Understanding Your Cancer - Part 1For more information, visit http://www.envita.com/ This video animation explains the 11 key factors that lead to the growth and spread of cancerous cells inside the human body. Envita Medical Centers has been treating patients based on these 11 factors for over a decade. If you or anyone you may know has been diagnosed with cancer, find out how you can benefit from Envita's Comprehensive Smart Oncology Program. For a more in-depth discussion of Cancer and its treatment, watch our webinars on www.envita.com. We will walk you through the strategies and explain our unique approach to treatment. As we always say at Envita, the best prescription is education! Visit us at http://www.envita.com/conditions-we-treat/cancer/ Let us take you through our PPMR preliminary personalized medical review using our international medical team, to learn more call 1-866-830-4576.
How cancer works
Cancer is a disease in which abnormal cells divide without control and are able to invade other tissues. Cancer cells can spread to other parts of the body through the blood and lymph systems.
There are more than 100 different types of cancer. Most cancers are named for the organ or type of cell in which they start – for example, cancer that begins in the colon is called colon cancer; cancer that begins in melanocytes of the skin is called melanoma.
Every cell in our body contains DNA. It carries our genetic code and contains the instructions for all the cell’s actions.

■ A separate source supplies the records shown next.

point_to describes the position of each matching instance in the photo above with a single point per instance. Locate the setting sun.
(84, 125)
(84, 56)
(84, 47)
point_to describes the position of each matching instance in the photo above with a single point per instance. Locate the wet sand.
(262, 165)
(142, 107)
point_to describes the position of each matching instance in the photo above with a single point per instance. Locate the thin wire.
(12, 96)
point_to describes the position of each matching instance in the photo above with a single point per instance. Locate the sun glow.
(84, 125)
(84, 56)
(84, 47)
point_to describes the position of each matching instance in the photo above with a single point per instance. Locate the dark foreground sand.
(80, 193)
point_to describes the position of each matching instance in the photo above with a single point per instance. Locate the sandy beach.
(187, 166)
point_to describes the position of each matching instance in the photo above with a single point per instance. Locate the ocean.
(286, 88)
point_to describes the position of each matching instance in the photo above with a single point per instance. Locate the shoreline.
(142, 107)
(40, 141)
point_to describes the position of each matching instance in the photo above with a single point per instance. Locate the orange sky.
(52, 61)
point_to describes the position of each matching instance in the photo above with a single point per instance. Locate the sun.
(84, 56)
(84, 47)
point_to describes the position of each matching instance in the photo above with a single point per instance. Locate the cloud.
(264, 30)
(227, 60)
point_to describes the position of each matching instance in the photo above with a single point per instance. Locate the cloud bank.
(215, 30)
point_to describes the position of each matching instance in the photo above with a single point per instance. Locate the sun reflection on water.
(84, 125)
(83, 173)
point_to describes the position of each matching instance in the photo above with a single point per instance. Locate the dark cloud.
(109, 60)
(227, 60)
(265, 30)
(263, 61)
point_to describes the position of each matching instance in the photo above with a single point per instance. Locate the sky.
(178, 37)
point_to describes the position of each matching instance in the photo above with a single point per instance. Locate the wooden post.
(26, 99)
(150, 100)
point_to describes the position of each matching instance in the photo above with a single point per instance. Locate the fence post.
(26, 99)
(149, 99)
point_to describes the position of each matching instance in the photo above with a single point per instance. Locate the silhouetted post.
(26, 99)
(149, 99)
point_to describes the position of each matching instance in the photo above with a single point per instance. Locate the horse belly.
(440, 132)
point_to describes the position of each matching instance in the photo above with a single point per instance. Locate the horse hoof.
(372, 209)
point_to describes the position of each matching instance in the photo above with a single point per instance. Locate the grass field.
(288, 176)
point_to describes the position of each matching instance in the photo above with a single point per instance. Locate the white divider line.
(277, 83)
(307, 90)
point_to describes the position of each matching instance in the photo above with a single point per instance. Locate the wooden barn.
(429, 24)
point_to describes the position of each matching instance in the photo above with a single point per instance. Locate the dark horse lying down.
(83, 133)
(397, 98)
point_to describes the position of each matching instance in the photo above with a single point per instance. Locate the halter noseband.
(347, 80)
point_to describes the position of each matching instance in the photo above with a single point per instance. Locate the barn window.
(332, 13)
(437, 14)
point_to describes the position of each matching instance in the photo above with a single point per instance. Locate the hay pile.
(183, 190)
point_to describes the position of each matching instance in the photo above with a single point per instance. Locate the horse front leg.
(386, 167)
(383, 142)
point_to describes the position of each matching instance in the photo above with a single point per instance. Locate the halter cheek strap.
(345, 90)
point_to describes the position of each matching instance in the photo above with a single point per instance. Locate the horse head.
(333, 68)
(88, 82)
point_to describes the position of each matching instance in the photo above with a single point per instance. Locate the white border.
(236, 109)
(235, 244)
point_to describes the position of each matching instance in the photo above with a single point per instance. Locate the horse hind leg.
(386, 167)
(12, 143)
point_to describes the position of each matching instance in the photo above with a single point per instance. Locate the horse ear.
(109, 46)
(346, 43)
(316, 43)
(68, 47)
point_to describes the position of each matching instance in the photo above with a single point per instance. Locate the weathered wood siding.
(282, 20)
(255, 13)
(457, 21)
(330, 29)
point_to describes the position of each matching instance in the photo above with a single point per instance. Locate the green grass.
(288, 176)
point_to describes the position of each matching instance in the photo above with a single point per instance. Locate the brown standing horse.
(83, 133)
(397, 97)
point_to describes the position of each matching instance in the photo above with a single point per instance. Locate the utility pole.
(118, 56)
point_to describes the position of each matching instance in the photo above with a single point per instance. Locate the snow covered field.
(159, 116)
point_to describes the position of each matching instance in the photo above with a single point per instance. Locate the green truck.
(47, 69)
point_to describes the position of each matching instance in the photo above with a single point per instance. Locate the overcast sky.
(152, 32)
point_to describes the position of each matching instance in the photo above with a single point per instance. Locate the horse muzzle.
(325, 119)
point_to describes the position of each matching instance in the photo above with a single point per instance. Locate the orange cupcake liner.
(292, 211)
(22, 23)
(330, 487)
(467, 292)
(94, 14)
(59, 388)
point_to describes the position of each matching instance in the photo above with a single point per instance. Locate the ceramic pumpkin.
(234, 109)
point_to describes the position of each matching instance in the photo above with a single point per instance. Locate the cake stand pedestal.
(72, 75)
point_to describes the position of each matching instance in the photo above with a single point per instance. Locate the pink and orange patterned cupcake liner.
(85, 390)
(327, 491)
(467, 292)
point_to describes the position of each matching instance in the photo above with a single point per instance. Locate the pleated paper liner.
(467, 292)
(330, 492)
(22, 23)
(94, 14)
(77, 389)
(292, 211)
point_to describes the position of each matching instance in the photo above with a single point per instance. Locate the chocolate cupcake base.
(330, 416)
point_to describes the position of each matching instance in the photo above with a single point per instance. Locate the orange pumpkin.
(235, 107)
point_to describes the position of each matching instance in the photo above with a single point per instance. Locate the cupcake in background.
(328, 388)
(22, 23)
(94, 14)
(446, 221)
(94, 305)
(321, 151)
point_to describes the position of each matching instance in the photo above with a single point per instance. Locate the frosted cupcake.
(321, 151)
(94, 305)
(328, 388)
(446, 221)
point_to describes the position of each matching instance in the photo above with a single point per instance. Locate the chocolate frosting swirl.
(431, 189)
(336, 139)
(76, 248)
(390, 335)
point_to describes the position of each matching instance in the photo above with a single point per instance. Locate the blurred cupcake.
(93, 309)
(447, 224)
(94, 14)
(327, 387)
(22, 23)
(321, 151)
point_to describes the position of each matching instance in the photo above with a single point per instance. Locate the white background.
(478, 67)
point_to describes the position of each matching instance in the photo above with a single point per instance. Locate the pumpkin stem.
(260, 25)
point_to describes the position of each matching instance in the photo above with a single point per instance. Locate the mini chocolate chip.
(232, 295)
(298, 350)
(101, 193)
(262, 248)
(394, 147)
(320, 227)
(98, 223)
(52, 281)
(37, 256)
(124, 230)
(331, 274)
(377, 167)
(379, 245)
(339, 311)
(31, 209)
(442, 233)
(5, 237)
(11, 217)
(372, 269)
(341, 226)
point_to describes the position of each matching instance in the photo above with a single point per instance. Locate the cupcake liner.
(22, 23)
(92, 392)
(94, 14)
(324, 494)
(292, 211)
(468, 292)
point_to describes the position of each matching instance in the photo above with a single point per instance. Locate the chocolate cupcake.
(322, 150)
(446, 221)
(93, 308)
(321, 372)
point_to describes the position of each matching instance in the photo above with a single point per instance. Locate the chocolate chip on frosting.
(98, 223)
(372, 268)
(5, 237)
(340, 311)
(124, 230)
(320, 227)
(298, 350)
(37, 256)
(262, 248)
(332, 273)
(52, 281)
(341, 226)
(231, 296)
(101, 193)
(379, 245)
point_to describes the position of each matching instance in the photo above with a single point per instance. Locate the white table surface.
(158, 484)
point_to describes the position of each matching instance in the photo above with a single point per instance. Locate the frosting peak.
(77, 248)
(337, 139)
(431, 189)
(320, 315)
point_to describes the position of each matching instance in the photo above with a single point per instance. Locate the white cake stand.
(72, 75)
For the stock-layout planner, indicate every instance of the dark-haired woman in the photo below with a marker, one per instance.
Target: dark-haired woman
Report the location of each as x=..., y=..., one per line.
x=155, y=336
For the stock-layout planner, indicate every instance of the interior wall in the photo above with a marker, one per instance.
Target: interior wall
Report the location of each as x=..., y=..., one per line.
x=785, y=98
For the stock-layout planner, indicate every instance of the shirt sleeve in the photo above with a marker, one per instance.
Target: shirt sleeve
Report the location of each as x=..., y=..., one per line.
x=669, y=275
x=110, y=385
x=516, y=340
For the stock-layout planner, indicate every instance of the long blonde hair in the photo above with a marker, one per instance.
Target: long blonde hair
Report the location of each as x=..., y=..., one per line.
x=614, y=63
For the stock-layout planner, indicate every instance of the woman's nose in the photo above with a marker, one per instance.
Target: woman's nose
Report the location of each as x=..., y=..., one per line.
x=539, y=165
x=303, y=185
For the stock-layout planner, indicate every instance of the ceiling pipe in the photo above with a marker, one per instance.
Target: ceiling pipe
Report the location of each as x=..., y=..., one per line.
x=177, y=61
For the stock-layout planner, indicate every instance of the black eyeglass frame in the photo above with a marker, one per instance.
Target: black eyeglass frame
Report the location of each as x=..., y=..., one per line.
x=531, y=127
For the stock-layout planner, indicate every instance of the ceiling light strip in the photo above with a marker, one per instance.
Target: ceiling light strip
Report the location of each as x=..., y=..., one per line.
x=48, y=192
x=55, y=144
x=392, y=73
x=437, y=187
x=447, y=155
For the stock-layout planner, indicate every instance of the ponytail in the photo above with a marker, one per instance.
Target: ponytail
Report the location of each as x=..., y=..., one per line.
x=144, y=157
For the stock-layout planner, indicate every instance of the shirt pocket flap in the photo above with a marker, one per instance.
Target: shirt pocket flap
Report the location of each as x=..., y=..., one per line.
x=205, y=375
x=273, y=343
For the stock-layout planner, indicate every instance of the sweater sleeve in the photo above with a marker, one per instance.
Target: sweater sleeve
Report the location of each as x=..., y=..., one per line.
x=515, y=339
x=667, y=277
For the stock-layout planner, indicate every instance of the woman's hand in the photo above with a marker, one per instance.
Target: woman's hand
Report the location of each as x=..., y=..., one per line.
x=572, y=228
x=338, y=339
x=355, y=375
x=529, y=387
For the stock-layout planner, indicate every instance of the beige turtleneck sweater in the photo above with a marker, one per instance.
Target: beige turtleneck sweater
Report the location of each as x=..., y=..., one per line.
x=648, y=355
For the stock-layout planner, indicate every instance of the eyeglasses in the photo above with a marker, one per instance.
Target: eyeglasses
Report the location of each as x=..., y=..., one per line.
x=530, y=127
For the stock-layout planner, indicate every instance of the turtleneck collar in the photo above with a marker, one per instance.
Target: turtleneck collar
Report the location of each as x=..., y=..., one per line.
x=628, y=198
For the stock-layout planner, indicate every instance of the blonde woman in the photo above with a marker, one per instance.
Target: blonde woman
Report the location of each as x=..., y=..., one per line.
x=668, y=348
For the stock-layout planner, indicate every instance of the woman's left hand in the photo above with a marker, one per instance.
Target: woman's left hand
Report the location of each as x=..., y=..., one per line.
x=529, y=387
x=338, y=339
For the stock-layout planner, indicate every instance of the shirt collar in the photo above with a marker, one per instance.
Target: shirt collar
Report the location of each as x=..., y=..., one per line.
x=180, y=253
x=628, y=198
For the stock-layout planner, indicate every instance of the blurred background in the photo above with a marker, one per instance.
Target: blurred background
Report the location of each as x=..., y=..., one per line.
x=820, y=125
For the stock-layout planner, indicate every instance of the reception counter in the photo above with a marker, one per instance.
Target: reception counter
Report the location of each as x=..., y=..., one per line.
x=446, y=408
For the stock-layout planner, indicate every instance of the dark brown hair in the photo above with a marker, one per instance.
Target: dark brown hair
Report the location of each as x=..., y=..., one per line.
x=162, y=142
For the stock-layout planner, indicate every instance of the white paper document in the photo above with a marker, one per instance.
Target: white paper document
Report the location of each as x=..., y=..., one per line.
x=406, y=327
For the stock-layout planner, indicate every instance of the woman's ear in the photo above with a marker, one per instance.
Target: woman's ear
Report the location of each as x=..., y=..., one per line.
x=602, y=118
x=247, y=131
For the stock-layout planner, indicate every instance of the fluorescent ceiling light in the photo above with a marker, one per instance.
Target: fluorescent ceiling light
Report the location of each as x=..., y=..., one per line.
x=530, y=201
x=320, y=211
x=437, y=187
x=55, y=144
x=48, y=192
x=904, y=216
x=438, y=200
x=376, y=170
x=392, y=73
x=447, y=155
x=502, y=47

If the DNA inside cells is damaged, these instructions go wrong. In fact damage to the DNA or “mutations” as they are known, constantly occur in our cells as they divide and reproduce. Most of the time, the cells recognise that a mutation has occurred and repair the DNA, or self-destruct and die.
When a number of mutations have occurred in the DNA of a cell, control of cell growth may be lost and the cells do not die. Instead they start to follow abnormal instructions that make them reproduce and grow, producing more and more of these mutated cells – this is the start of a cancer.
Many factors such as smoking or too much exposure to the sun can also trigger DNA damage – leading to a faster accumulation of the mutations which lead to cancer.
A family history of cancer can also increase chances of getting the disease, because it usually means that person starts their life already having inherited some of the DNA mutations that take them down the path to cancer.
Even when in remission, those who have had the disease have a higher risk of it developing again. In most cases however, the exact cause or sequence of events by which cancer develops, is not yet known
A recent study suggests that by 2020 nearly half the UK population will get cancer during their lifetime.
A statement by macmillan cancer support said the projected figure of 47% would put huge pressure on the NHS.
- An estimated 12.7 million new cancer cases were diagnosed worldwide in 2008.
- Lung, female breast, colorectal and stomach cancers were the most commonly diagnosed cancers, accounting for more than 40% of all cases.
- Worldwide, an estimated 7.6 million deaths from cancer occurred in 2008.
- Lung, stomach, liver, colorectal and female breast cancers were the most common causes, accounting for more than half of all cancer deaths.